Because the adults in our family spent so much time ‘in the shop’ we usually had someone ‘over from Italy’ staying with us - cooking, cleaning, learning English, sending home some money. When I was 13 Ermenia arrived - she was 17 and beautiful like Sophia Loren - and I fell in love with her. She was vivacious - loved to talk, and though she had no English this did not deter her. She would lean out of the window and hail passers-by - when they stopped she would declare happily “Sorri - no speaka Inglese.” She discovered the phone and took to calling total strangers. I would retrieve it to hear someone say, “It’s some crazy foreigner.” After a while it became clear she wasn’t settling - that she was homesick. “People here no talk,” she said. She took to collecting jam jars compulsively - filling her room with them. Then from time to time she’d weep quietly, which made me very sad. Eventually we agreed with her mother to send her back. On the day, it fell to me to take her by taxi to the Waverley. 17 year-old girls know when 13 year-old boys fancy them. She kissed me full on the lips - my first such kiss, it stayed with me for three years. It was 1953 and Tony Bennett was top of the ‘hit parade’ with - “Stranger in Paradise”.

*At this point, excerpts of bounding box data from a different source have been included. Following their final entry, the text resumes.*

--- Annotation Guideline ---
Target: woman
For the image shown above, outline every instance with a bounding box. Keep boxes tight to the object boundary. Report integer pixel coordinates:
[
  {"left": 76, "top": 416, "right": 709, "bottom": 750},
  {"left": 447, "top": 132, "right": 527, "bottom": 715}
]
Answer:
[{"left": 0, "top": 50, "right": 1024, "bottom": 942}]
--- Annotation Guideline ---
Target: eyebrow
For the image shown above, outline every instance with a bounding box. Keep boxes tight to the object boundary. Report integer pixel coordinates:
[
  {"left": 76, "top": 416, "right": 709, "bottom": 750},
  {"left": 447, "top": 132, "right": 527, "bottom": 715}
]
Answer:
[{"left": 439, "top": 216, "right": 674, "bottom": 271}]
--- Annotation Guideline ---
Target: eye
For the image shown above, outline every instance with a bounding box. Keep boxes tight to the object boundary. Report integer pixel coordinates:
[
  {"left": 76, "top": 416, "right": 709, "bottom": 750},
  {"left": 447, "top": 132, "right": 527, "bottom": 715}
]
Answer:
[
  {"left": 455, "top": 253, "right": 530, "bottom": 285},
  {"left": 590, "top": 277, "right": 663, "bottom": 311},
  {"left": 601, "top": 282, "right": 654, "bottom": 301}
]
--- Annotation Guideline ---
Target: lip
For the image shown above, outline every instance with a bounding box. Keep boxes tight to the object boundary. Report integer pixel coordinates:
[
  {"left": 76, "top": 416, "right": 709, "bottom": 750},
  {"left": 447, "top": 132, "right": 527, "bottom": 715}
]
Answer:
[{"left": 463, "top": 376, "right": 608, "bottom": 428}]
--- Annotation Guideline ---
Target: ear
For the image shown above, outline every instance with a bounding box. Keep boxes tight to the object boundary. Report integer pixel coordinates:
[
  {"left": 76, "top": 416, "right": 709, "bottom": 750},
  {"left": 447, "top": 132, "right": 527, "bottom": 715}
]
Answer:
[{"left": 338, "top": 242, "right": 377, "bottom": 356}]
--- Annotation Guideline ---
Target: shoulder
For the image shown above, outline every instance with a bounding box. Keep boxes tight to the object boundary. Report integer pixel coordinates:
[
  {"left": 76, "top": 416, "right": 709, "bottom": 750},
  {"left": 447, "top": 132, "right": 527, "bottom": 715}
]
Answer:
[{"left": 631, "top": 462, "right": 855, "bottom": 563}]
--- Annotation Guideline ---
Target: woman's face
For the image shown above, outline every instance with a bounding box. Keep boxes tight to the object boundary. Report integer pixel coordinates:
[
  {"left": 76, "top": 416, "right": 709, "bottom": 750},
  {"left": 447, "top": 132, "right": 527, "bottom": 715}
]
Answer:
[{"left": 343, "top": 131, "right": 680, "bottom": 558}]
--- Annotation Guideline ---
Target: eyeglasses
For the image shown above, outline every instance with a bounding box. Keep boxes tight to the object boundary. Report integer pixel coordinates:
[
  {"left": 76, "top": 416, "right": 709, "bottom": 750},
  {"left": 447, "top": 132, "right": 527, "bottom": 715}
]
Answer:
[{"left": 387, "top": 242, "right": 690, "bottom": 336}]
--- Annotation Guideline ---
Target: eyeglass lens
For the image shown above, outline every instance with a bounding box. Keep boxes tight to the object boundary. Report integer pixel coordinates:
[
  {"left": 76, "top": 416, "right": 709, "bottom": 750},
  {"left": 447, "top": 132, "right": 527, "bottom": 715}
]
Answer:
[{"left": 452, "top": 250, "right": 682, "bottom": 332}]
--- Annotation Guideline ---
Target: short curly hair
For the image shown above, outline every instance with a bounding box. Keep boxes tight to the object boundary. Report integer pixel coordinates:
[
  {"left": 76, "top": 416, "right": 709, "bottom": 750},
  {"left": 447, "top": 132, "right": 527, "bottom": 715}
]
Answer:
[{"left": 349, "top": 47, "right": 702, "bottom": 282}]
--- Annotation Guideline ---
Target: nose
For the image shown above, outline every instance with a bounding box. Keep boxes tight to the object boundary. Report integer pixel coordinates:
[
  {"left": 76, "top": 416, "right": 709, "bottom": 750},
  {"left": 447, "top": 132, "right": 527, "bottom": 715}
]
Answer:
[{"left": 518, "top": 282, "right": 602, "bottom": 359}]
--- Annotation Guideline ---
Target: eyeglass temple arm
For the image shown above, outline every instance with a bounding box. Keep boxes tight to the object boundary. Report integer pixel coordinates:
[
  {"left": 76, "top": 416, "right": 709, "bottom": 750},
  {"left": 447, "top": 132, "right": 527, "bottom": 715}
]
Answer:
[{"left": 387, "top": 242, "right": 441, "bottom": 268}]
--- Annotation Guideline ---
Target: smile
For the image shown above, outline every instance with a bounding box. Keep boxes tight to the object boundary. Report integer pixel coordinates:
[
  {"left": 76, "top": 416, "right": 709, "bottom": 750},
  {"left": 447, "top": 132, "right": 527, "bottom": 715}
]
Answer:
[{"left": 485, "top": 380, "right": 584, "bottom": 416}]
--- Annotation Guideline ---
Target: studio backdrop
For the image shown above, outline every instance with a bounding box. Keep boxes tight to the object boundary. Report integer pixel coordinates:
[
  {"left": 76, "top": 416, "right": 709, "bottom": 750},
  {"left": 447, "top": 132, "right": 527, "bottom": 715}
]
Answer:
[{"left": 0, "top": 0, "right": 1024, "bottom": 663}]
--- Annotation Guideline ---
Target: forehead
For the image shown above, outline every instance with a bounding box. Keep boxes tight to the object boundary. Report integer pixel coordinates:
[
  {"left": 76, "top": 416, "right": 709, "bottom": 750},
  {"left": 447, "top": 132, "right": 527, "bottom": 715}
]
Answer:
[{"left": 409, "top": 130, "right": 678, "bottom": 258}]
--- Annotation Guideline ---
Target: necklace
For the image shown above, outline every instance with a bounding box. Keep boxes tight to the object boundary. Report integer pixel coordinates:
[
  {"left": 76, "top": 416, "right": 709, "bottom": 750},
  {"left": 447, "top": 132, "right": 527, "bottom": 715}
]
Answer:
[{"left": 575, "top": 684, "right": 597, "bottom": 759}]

In 1999 I am in Italy visiting our ‘tribal homelands’ - lunching in the hotel where Sunday families gather. On the way to the toilet I am stopped by a vision - a clone of the 17 year-old Ermenia. In shock I ask the owner, “Is that girl called Ermenia?” “No,” she says, “Ermenia is her Nonna - over there.” Another shock - the girl who gave me my first kiss - is an old woman. I don’t introduce myself. She was with us less than a year - probably doesn’t remember. But the owner must have said something - on the way out she pauses - she calls me Lorenzino and smiling asks, ‘do you remember the jam jars?’ We laugh. She has many grandchildren - grabs them as they pass - recites names proudly. Everyone’s talking at once - the noise is deafening. “Has life been good Ermenia?” With a big smile, she says, “I thank God every day.” Leaving, she kisses me. I smile - “You once kissed me 47 years ago.” Her eyes flash mischief –“I know,” she says."